3.2 The most suitable days and hours for physical and recreational activities.
Figures 9 and 10 show the ratios of all parameters evaluated at each studied point, between morning and afternoon and week and weekend. It is possible to see, more clearly, which periods had the highest concentrations/levels.
As for the first parameters of atmospheric pollutants (Fig. 9), it can be seen that there was a predominance of the morning period for CCs with ratios greater than 1, that is, the highest concentrations of the measured parameter were found in this period of the day, and for PM there was a total dominance of the afternoon period (ratios less than 1). Regarding the week/weekend ratio, there was a predominance of the week in the highest concentrations of the three parameters.

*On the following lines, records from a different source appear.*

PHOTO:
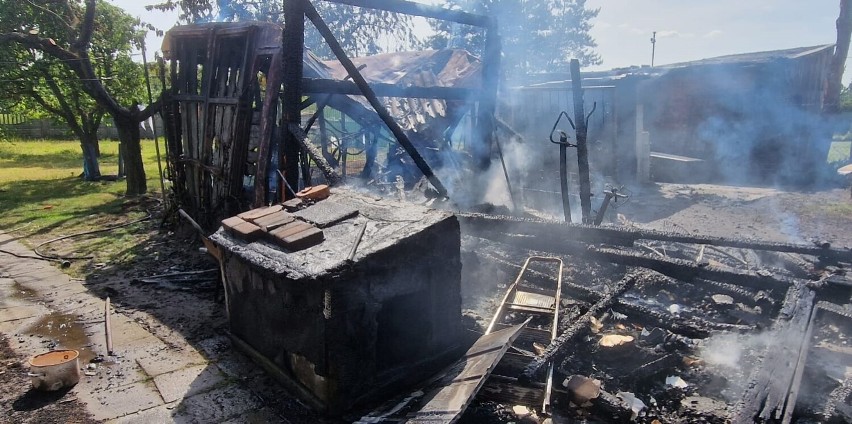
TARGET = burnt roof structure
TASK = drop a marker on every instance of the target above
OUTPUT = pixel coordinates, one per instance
(227, 144)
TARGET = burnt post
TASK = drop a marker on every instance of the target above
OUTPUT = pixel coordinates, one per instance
(486, 111)
(294, 42)
(308, 9)
(582, 147)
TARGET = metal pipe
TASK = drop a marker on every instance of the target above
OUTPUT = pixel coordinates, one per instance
(154, 123)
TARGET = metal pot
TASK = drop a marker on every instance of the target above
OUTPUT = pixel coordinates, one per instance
(55, 370)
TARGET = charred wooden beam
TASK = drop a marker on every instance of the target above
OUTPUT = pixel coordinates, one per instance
(837, 397)
(611, 405)
(555, 230)
(327, 170)
(267, 124)
(368, 93)
(771, 383)
(486, 110)
(558, 346)
(418, 9)
(693, 327)
(680, 269)
(293, 51)
(313, 85)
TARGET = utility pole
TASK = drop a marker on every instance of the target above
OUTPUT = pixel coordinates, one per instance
(653, 47)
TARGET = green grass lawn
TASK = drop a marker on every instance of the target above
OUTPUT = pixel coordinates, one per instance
(43, 197)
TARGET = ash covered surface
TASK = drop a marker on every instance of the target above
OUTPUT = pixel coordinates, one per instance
(387, 222)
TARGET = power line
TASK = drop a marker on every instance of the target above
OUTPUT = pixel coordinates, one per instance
(15, 62)
(60, 79)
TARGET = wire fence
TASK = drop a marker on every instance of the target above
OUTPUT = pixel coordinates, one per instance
(22, 127)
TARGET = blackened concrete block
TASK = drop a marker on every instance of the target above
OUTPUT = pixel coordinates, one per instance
(344, 331)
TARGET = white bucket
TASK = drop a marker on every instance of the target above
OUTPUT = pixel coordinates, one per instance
(55, 370)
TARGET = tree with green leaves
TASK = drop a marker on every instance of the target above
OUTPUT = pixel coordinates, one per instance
(68, 45)
(360, 31)
(536, 35)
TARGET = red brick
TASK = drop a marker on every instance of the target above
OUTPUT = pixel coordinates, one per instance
(271, 222)
(304, 239)
(247, 231)
(317, 192)
(291, 228)
(232, 222)
(259, 212)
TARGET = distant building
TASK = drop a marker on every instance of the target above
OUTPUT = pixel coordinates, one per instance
(741, 118)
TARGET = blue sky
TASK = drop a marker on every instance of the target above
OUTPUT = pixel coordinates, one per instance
(686, 29)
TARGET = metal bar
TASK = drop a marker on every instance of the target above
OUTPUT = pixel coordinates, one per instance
(107, 327)
(354, 249)
(417, 9)
(154, 125)
(557, 346)
(367, 92)
(582, 147)
(506, 175)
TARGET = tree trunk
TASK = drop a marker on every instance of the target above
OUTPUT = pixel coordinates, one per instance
(91, 151)
(131, 152)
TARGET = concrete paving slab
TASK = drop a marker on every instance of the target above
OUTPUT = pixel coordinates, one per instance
(230, 361)
(220, 404)
(188, 382)
(21, 312)
(157, 362)
(260, 416)
(119, 401)
(168, 413)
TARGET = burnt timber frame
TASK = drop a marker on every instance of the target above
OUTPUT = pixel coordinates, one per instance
(294, 86)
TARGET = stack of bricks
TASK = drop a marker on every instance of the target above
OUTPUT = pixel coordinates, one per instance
(275, 225)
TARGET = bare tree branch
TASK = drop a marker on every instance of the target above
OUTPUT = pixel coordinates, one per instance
(46, 10)
(86, 29)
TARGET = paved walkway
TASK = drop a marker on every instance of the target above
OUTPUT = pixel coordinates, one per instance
(152, 381)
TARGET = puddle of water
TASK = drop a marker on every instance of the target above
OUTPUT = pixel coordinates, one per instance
(66, 332)
(22, 293)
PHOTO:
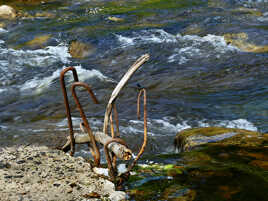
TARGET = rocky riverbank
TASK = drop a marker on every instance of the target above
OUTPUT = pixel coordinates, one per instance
(41, 173)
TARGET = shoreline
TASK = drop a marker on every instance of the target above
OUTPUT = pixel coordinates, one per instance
(41, 173)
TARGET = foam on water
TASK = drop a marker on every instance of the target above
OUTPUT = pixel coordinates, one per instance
(193, 46)
(147, 36)
(3, 30)
(38, 85)
(36, 58)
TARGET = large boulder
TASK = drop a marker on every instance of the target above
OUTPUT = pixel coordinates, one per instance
(40, 173)
(7, 12)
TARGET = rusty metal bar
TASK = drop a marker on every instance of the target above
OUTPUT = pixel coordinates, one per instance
(111, 167)
(67, 106)
(142, 91)
(95, 152)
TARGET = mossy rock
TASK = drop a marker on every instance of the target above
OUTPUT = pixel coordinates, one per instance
(80, 50)
(37, 42)
(194, 137)
(240, 40)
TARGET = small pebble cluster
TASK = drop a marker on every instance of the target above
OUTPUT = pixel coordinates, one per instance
(39, 173)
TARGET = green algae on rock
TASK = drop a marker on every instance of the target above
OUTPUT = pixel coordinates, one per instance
(233, 168)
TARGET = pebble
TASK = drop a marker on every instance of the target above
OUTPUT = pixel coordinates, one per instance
(31, 176)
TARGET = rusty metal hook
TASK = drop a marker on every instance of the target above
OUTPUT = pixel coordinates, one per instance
(95, 152)
(115, 113)
(111, 166)
(142, 91)
(67, 106)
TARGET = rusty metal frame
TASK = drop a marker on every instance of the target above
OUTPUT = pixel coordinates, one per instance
(95, 152)
(145, 132)
(67, 106)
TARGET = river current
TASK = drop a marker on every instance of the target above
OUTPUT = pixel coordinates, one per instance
(194, 77)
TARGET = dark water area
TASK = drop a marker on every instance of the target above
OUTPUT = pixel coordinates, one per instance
(195, 77)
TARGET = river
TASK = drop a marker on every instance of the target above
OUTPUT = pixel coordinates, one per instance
(194, 77)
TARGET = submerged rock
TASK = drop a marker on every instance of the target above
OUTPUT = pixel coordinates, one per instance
(39, 173)
(190, 138)
(240, 40)
(7, 12)
(80, 50)
(219, 164)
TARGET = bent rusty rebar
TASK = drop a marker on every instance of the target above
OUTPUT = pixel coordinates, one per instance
(67, 106)
(95, 152)
(142, 91)
(111, 166)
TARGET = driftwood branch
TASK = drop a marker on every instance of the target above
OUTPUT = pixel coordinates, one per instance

For microbiological organisms, fungi and bacteria (Fig. 10), the predominance of periods with higher levels was not as clear as that of the other parameters, however it can be said that there was a slight dominance of the afternoon period, for higher levels of fungi and bacteria (ratios less than 1). As for the week/weekend ratio, it was not possible to state which of the two periods would be better (with lower levels of OMs), since the result, among the seven points studied, was well divided.
Still according to Fig. 10, the ratios of the noise parameter indicated a clear predominance of the afternoon and week periods for the highest levels. As for thermal comfort, there was a total dominance of the afternoon period for the highest degrees (lower thermal comfort) and as for the week/weekend ratio, there was no prevalence of a period among the seven evaluated points, it is not possible to state which it would be more comfortable.
3.3 Points classification according to environmental quality
Table 3 shows the environmental quality of the seven sampling points stratified by season. Five points were classified as “excellent” in the dry period; P1 and P5 were the only exceptions. Moreover, five points were classified as poor in the wet period; P3 and P4 were the only exceptions.
Table 3 – Classification of sampling points based on environmental quality.
The environmental quality results reveal that the dry period in the city of Fortaleza is much more favorable to the health and wellbeing of the population, especially individuals who use public squares and walkways, as the most of sampling points had excellent environmental quality in this period. The second semester of the year (dry period) in Fortaleza has high wind speeds and lower relative humidity compared to the first semester, which assists in improving the environmental quality, especially in terms of air quality and thermal comfort.
P1 and P5 were the only sampling points not to have a classification of “excellent” in either season and, therefore, had the worst environmental quality in the present study. In contrast, P3 and P4 were the only sampling points not to have a classification of “poor” in either season and, therefore, had the best environmental quality in the study.
One factor that may have contributed to the excellent/good environmental quality at P3 and P4 was the considerable vegetation found at the locations. Previous studies conducted by Gomes & Soares (2003), Rocha et al. (2004), Lima Neto et al. (2007), Shams et al. (2009), Freitas et al. (2015) and Rocha et al. (2016) demonstrated the effect of vegetation on minimizing air pollution by gases and particles, attenuating noise levels and improving local thermal comfort by the capacity to increase humidity and lower the temperature. However, vegetation is not always associated with an improvement in air quality; depending on the positioning of the plant cover, gases and particles may be trapped, contributing to atmospheric pollution. Thus, a study is needed prior to the placement of plants in an area.